As a result, I've been working on thought-stopping – not allowing myself to spiral to a new place in my mind when my family is otherwise enjoying time together. I make time to work on meditation, exercise that pushes me, active engagement with my kids, and other things that help to ground me and keep me present with the situations and loved ones around me. For the record, mindfulness still doesn't come easily to me – after all, I had many decades to live my inveterate life of daydreams. It may take a few more to embrace these goals, and solidify this new path. In the meantime, I'll try to make my peace just where I am.

inveterate - stubbornly established by habit


  1. This speaks to the deepest part of my soul, GR!

    One of my biggest trials this year is finding a way to enjoy the moment, live in the present, and take pleasure in the journey. I keep speaking in terms of "when I grow up" and fail to account for how far I have already come... I am a responsible adult and I have already begun my wonder years. It is time to revel in today.

    Great post. Hit it right on the nail.

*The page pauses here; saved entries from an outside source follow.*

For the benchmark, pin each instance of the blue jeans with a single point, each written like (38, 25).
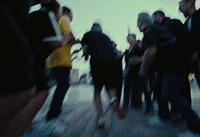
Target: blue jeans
(167, 87)
(62, 78)
(138, 83)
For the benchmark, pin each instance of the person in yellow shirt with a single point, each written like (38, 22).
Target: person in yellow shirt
(60, 64)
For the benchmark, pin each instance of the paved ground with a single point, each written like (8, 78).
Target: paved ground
(78, 119)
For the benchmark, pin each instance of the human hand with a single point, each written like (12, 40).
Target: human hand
(67, 38)
(134, 60)
(142, 71)
(194, 57)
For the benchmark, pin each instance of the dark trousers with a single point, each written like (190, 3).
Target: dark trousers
(196, 72)
(138, 84)
(185, 93)
(167, 87)
(119, 83)
(62, 78)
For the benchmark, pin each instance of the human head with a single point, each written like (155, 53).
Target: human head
(131, 38)
(96, 27)
(143, 20)
(186, 7)
(158, 16)
(68, 12)
(54, 6)
(114, 44)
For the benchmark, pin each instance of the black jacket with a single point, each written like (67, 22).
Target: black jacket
(182, 34)
(194, 28)
(132, 53)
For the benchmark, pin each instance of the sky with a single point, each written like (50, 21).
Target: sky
(115, 16)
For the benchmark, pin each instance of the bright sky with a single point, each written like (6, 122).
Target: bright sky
(116, 15)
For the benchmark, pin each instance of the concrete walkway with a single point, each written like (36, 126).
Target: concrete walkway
(78, 119)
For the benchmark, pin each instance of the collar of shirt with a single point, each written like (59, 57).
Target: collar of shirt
(164, 20)
(146, 29)
(67, 19)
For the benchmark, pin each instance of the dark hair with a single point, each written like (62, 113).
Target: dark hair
(96, 27)
(66, 9)
(193, 3)
(159, 12)
(52, 5)
(133, 35)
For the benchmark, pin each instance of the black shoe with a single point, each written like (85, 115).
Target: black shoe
(165, 117)
(193, 128)
(52, 115)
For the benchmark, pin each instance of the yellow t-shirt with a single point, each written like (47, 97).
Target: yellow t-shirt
(61, 56)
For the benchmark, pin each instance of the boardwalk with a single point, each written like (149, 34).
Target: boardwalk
(78, 119)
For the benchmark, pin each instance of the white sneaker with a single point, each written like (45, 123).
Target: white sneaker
(189, 134)
(101, 122)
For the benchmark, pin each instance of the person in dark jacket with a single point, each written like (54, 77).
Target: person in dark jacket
(187, 7)
(173, 64)
(104, 66)
(183, 36)
(132, 81)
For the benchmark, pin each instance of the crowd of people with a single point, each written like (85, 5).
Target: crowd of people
(35, 42)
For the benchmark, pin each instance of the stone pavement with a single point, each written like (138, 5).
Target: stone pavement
(78, 119)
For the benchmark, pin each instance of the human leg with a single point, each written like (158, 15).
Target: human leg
(172, 83)
(59, 94)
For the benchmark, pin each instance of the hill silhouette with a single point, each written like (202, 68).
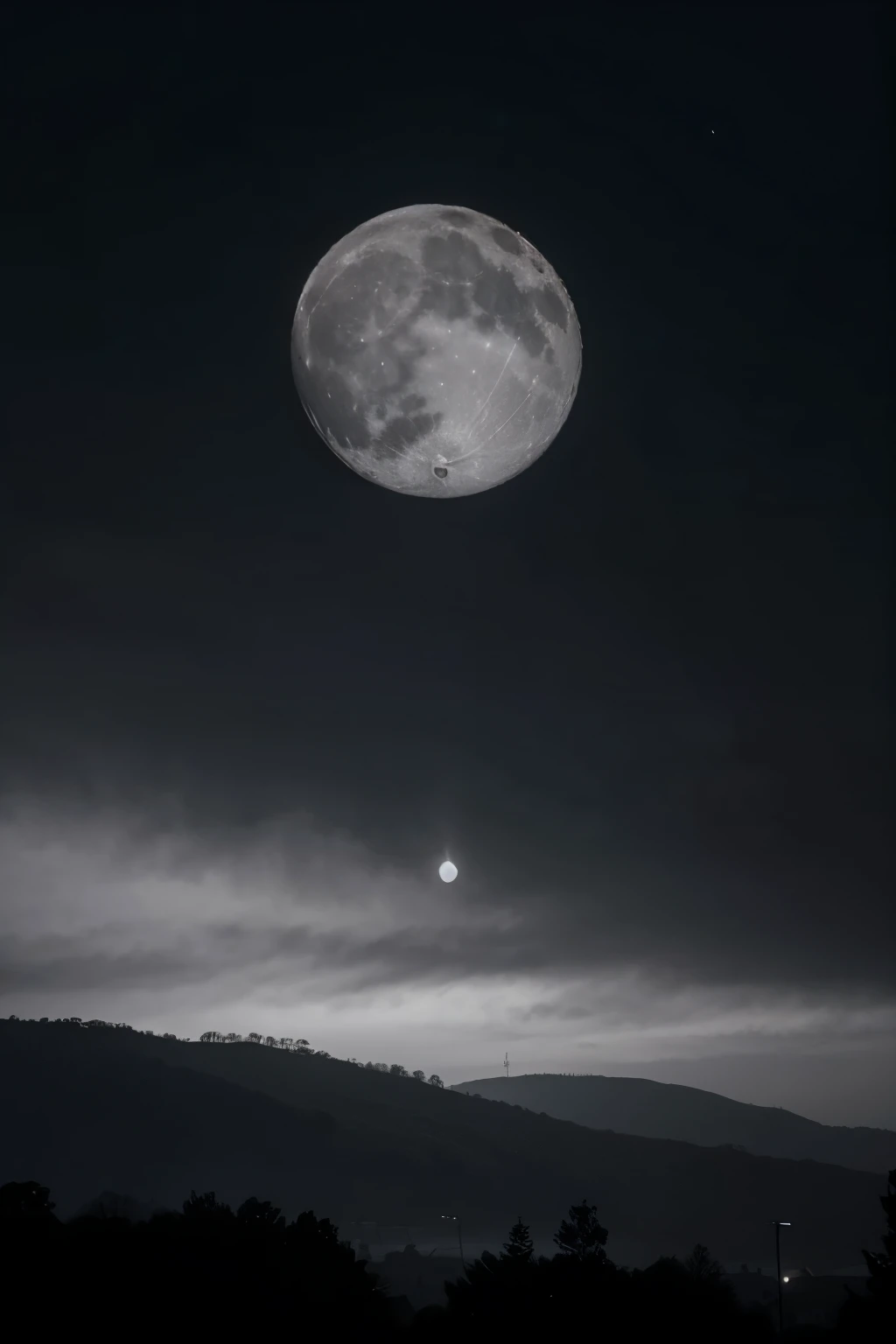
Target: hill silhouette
(110, 1109)
(690, 1115)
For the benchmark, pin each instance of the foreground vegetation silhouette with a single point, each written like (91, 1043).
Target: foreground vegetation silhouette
(213, 1269)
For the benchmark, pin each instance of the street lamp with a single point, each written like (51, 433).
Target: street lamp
(453, 1218)
(780, 1300)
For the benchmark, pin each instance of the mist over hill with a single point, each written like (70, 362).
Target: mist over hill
(110, 1109)
(690, 1115)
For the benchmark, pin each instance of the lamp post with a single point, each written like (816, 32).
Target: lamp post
(453, 1218)
(780, 1300)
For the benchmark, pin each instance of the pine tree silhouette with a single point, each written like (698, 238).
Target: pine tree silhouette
(519, 1248)
(580, 1236)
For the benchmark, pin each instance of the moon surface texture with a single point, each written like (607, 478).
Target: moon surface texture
(436, 351)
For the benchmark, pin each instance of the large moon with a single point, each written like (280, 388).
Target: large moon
(436, 351)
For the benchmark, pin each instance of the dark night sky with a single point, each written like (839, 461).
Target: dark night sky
(248, 699)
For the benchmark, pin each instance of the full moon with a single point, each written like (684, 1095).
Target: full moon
(436, 351)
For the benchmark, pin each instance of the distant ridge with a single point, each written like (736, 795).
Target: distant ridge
(109, 1109)
(668, 1110)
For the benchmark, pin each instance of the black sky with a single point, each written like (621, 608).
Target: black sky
(641, 690)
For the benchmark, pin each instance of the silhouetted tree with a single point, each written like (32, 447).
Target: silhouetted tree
(519, 1248)
(206, 1206)
(580, 1236)
(256, 1213)
(702, 1265)
(873, 1314)
(881, 1265)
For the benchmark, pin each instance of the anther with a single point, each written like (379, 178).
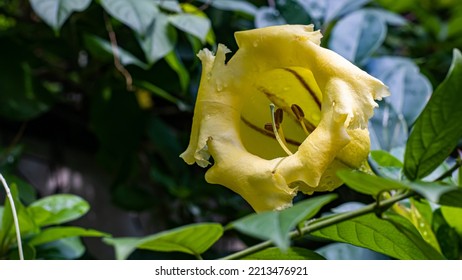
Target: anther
(276, 117)
(300, 115)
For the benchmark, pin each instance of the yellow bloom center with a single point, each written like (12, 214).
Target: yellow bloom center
(318, 125)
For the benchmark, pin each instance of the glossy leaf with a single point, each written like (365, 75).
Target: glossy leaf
(137, 14)
(381, 236)
(191, 239)
(276, 225)
(410, 89)
(335, 8)
(58, 209)
(268, 16)
(235, 5)
(292, 253)
(368, 184)
(55, 233)
(98, 45)
(56, 12)
(438, 193)
(356, 44)
(195, 25)
(437, 130)
(160, 39)
(388, 128)
(386, 164)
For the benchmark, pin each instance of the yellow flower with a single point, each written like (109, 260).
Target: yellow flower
(324, 105)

    1. Also---I started a "Rubin"esque blog for my 2011 resolution, and I felt that helped with the small daily tribulations... just saying!

  2. We so often see the "other" as so much more inspired, more valued, more worthy of our time. We forget how wonderful and amazing the present can be. . . You need to watch Midnight in Paris. It resonates well with the thoughts you have expressed in this post.

  3. We actually attend a Mindful Meditation group every Friday and are practicing Is-ness. Now-ness. Makes a difference.

  4. Sara, this speaks to me. I've been noticing much of the same in my own behaviors this year, and have made some small attempts to keep my brain engaged in where I am and what I'm doing instead of the metaphorical shopping list of other things to think about.